Industrie/Négoce

Mise en sécurité des ascenseurs : la baisse des commandes inquiète le secteur

Mots clés : Ascenseur - Efficacité énergétique - Réglementation thermique et énergétique

La Fédération des Ascenseurs a fait état lundi 2 avril d' »un ralentissement très net et préoccupant des commandes pour la suite des travaux de la loi Sécurité des Ascenseurs Existants  » – dont l’échéance est juillet 2013 – qui n’ont pour l’instant été réalisés qu’à 52%.

Alors qu’il reste 15 mois (d’ici juillet 2013) et encore près de la moitié du parc d’ascenseurs (1) à rénover pour atteindre les exigences de la 2e tranche de travaux de mise en sécurité prévus par la loi Sécurité des Ascenseurs Existants (2), les ascensoristes s’inquiètent d’une baisse des commandes qui commence à peser sur la situation de l’emploi dans le secteur.

Même si les ascensoristes ont réalisé 2,7 milliards d’euros de chiffres d’affaires en 2011, que le marché des ascenseurs neufs (environ 12.000 appareils en 2011) est toujours porteur et que 6500 nouveaux techniciens ont rejoint ces cinq dernières années les quelques 150 entreprises de la profession (qui génèrent 20.000 emplois au total), le rythme des travaux ralentit à nouveau trop fortement. 

 

Entonnoir

En effet, après la crise économique de 2008 qui avait poussé les propriétaires d’immeubles à attendre le dernier moment (31 décembre 2010) pour achever les travaux de la phase 1, la « crise de l’euro » en 2011 et la période électorale actuelle ont provoqué un nouvel attentisme. Les PME du secteur, particulièrement, se retrouvent donc en sous activité. Fin 2011, certaines d’entre elles créées dans le contexte de la loi SAE se sont même retrouvées en dépôt de bilan.

Une situation paradoxale donc avec d’un côté un parc vétuste (50 % des 490.000 ascenseurs du pays ont plus de 25 ans, et si 92 % du parc a subi la 1ère tranche de travaux, il reste encore 26.500 appareils qui n’en ont subi aucun) et de l’autre des entreprises en attente. Une situation, prévient Jean-Luc Detavernier, délégué général de la Fédération des ascenseurs, qui risque de provoquer « un effet d’entonnoir à l’approche de l’échéance de juillet 2013, et donc à une saturation et des délais de réalisation des travaux allongés ».

 

18.000 euros « seulement »

Et la FA de rappeler que le coût moyen des travaux par ascenseur (SAE + modernisation) est en baisse et est passé de 24.000 € en 2006 à environ 18.000 € en 2010-2011 (soit sur 15 ans – période prévue pour achever tous les travaux – pour une copropriété de huit personnes, un coût d’environ 150 € par an par copropriétaire, a estimé M. Detavernier). Une baisse qui s’explique par le fait qu’au début des travaux SAE, certains copropriétaires ont engagé plusieurs tranches à la fois et que, ces derniers temps, les copropriétaires retardataires se sont limités au minimum obligatoire. Enfin la Fédération des ascenseurs admet que la concurrence accrue au sein de la profession, la pression sur les prix et un perfectionnement des méthodes de travail ont également un rôle dans la réduction des coûts. 

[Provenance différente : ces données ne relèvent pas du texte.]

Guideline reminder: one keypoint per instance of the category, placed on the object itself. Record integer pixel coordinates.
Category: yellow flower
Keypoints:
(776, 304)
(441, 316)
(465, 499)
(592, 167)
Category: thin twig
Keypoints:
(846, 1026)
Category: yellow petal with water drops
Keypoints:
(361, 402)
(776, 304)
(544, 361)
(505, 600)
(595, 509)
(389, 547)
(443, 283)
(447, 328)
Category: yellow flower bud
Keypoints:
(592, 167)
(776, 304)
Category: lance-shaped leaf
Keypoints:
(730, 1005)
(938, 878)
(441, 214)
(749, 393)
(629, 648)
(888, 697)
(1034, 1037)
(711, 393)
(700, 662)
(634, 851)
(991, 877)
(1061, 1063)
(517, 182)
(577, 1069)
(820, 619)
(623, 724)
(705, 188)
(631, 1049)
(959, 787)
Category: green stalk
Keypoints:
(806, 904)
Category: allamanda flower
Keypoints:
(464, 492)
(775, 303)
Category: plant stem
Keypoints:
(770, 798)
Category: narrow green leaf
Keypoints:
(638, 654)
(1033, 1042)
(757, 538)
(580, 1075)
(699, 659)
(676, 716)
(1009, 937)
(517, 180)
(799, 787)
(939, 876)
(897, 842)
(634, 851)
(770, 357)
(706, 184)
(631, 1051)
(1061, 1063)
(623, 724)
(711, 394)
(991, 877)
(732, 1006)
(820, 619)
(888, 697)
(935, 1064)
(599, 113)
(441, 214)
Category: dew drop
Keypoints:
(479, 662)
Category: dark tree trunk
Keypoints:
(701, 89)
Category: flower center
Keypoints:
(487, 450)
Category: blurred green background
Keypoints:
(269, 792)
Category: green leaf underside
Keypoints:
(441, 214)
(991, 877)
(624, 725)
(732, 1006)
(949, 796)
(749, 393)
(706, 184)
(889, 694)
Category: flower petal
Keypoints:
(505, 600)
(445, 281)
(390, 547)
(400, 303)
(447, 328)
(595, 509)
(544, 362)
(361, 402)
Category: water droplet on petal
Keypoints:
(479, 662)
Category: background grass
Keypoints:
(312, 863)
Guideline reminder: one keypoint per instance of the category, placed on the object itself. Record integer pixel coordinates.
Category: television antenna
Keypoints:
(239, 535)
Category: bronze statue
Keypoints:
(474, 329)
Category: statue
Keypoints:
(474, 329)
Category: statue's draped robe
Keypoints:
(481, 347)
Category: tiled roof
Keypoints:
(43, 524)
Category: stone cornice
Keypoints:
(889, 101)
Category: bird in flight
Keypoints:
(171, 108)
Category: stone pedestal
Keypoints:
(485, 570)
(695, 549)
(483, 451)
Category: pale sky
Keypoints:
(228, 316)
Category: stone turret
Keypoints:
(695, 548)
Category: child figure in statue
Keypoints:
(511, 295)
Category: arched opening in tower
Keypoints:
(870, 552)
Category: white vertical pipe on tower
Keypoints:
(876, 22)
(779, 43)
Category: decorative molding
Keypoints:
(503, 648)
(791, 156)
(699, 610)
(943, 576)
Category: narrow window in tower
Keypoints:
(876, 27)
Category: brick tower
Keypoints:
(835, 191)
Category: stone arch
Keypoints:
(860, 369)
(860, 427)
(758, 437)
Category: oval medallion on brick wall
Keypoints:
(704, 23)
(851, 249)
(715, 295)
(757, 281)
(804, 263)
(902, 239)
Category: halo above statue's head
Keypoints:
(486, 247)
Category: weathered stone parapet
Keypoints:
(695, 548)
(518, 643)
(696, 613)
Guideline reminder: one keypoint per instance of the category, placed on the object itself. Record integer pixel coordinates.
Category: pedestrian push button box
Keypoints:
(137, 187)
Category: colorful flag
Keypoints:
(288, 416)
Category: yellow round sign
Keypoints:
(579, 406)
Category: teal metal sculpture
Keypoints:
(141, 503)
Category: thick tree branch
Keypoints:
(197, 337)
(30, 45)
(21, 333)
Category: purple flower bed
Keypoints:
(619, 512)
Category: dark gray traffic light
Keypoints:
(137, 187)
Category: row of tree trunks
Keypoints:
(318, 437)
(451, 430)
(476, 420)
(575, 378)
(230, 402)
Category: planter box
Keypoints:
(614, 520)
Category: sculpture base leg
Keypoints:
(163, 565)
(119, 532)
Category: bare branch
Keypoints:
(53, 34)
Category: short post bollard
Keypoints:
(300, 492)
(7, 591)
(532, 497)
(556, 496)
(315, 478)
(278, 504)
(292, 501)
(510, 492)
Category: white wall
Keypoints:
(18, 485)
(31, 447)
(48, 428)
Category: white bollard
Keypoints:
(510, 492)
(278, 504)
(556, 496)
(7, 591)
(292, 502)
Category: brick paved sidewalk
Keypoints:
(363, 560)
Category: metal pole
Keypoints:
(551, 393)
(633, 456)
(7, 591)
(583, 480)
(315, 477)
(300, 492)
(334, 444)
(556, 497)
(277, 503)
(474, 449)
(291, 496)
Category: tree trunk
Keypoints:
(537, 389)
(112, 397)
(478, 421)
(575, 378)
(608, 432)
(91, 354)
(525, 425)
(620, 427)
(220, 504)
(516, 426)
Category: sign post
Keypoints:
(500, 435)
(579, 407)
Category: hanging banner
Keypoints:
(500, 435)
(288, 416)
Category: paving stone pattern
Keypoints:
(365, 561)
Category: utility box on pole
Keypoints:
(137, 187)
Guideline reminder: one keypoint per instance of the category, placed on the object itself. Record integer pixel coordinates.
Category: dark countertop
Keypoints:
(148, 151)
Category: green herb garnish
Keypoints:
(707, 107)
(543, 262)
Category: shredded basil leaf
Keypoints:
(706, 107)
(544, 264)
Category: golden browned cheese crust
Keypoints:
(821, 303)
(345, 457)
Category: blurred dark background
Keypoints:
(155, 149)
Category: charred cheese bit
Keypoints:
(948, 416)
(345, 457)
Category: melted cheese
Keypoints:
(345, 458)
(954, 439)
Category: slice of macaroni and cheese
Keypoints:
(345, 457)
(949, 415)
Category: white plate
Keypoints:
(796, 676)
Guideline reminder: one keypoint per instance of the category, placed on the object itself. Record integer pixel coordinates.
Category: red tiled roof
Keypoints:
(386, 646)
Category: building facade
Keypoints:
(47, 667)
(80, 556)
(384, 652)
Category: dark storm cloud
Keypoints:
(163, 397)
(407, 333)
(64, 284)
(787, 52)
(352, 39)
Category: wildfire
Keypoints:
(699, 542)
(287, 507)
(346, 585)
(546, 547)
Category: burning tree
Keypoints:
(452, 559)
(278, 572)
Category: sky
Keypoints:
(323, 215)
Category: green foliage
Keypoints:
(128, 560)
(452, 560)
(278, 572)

Des arguments suffisants selon les ascensoristes pour réaliser des travaux qui ont permis depuis 2006 de diviser par deux le nombre d’accidents chez les usagers et les techniciens et – même si un usager est décédé en 2010 et 6 techniciens sont décédés en 2010 et 2011 – une baisse de 70 % des accidents mortels et graves.

 

 

Focus

La 2e tranche de travaux de mise en sécurité

Echéance : juillet 2013.

Les travaux portent sur :

– le contrôle de l’arrêt et du maintien de la cabine à niveau du palier pourles appareils installés avant janvier 1983

– un système de téléalarme pour l’assistance aux personnes bloquées

– une résistance mécanique suffisante des vitrages de portes palières

– un système de prévention des risques de dérive et/ou d’excès de vitesse pour les ascenseurs hydrauliques

– des dispositifs de protection des techniciens contre les accidents causés par les poulies

– un éclairage suffisant du local machine.

(1) Le parc français en service compte environ 530.000 appareils dont 490.000 accessibles aux personnes (chiffres 2011). C’est le 4e parc européen. Sur 7 années effectives de mise en oeuvre de la loi SAE, l’avancement global s’élève à 58 %, à 52 % pour la 2e tranche.

(2) La loi de juillet 2003 de mise en sécurité des ascenseurs impose la réalisation sur 15 ans de travaux de sécurité portant sur trois volets – entretien, mise en sécurité (à partir de 17 risques majeurs), contrôle technique – avec 3 échéances spécifiques  : décembre 2010, juillet 2013 et juillet 2018.